High-profiles cases over the past few months have kept defamation law in the news. Last week’s case between Rebel Wilson and Bauer Media, the publisher of Woman’s Day, made headlines again when the Victorian Court of Appeal reduced her record payout of $4.5 million to $600,000.

That’s not to mention almost daily coverage of the case against 2GB broadcaster Alan Jones in Brisbane, the Chau Chak Wang case against Fairfax and its former correspondent John Garnaut, and cases brought by actors Geoffrey Rush and Craig McLachlan over allegations of inappropriate behaviour levelled against each of them.

Last week, the NSW government also released a review of defamation law, proposing changes to address new technology, but also, worryingly, looking at whether corporations should be able to sue.

Bosland told Crikey that the first step to defamation law reform would be a review by the Australian Law Reform Commission — something he said hadn’t been done since 1979. Even then, there’s no guarantee the law would change. Similar reviews of privacy law that suggested a tort of privacy in 2004 haven’t led to any changes.

He said the Wilson case could be a backwards step, away from reform. “I see it as a threat to defamation law,” he said. “Everyone seems to think, ‘poor Rebel, isn’t it great the Bauer Media has been held to account’. But that’s created an impression in the minds of the public that defamation law is a good thing. It’s absolutely not — we have the most restrictive defamation laws in the developed world.”

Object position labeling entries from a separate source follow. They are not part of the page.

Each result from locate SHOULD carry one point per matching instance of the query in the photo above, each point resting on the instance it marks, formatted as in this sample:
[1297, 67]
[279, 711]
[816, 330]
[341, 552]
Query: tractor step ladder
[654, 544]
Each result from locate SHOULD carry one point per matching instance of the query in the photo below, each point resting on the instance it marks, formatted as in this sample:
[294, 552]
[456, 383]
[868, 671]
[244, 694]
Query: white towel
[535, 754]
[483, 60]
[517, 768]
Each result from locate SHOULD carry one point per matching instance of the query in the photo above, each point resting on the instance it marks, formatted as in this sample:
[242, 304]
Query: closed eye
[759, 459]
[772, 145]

Lawyer Sam White, whose law firm MinterEllison acts for publishers including Fairfax, said there were few defamation cases where he thought the media defendant had a good chance of winning.

“From where I sit, acting for the media, we really feel as though our backs are against the wall quite often in defamation cases,” he said. “[The Rebel Wilson decision] effectively threw the statutory cap out the window for cases where aggravated damages is found”. The cap, which in Victoria is $389,500, does not apply if the court decides that aggravated damages should apply, which it did in the Wilson case.

[Roundtable: what does the Rebel Wilson payout mean for the media?]

Even defamation payouts that come in under that cap are an issue for publishers, though. The defamation case against Victorian newspaper the Benalla Ensign from Sophie Mirabella came to $175,000, plus legal costs. “Putting that in the context of a regional publisher, that defamation bill alone is a number of staff members’ wages for a year. You can see how it could have a chilling effect.”

Bosland said high payouts had been having an impact on editorial decisions for years in Australia. “Media organisations don’t have enough money now, so they’re being risk averse. News organisations are less willing to publish and take a risk than they were 10 years ago.”

White said the first Wilson damages decision had already had an impact on current cases. “In the context of the Rebel Wilson decision, plaintiffs might think there’s no harm in including a special damages claim.”

White said that defamation reform was needed to address problems in the current legislation, including the difficulty of succeeding on the qualified privilege defence.

“It’s essentially a defence designed to protect responsible journalism, if a journalist is reporting on a matter in public interest and that reporting has been responsible,” he said. “The issue is that when it comes to assessing reasonableness of conduct, it’s almost impossible to demonstrate to a court that the journalist has acted reasonably. As far as I know, a mass media defendant has never succeeded with a qualified privilege defence in Australia in the 15 years since uniform defamation was introduced.”

Bosland agrees, saying that the defences written into the law are almost impossible to prove. “It’s the area of law that’s most in need of reform. It’s so easy for a cause of action to be made out, and so difficult to establish the defences. The defences available have been interpreted so narrowly that they’re practically useless.”

There is also the issue of dealing with new media and new technology, something that White said could be address by introducing a single publication rule.

“The difficulty with all of this is that defamation law, like many laws in Australia, are state-by-state laws. The uniform defamation legislation in 2005 required all state attorneys-general to be on board at the same time, which is a huge feat to achieve. It’s a challenge to even think about an amendment like this.”

Bosland said reform to defamation law was unlikely without a politician championing it — “but they have a vested interest in being able to sue,” he said — or a big case that captures public attention, which in part prompted reform in the UK.

“The public are pretty apathetic about press freedom except for reporting court cases,” Bosland said.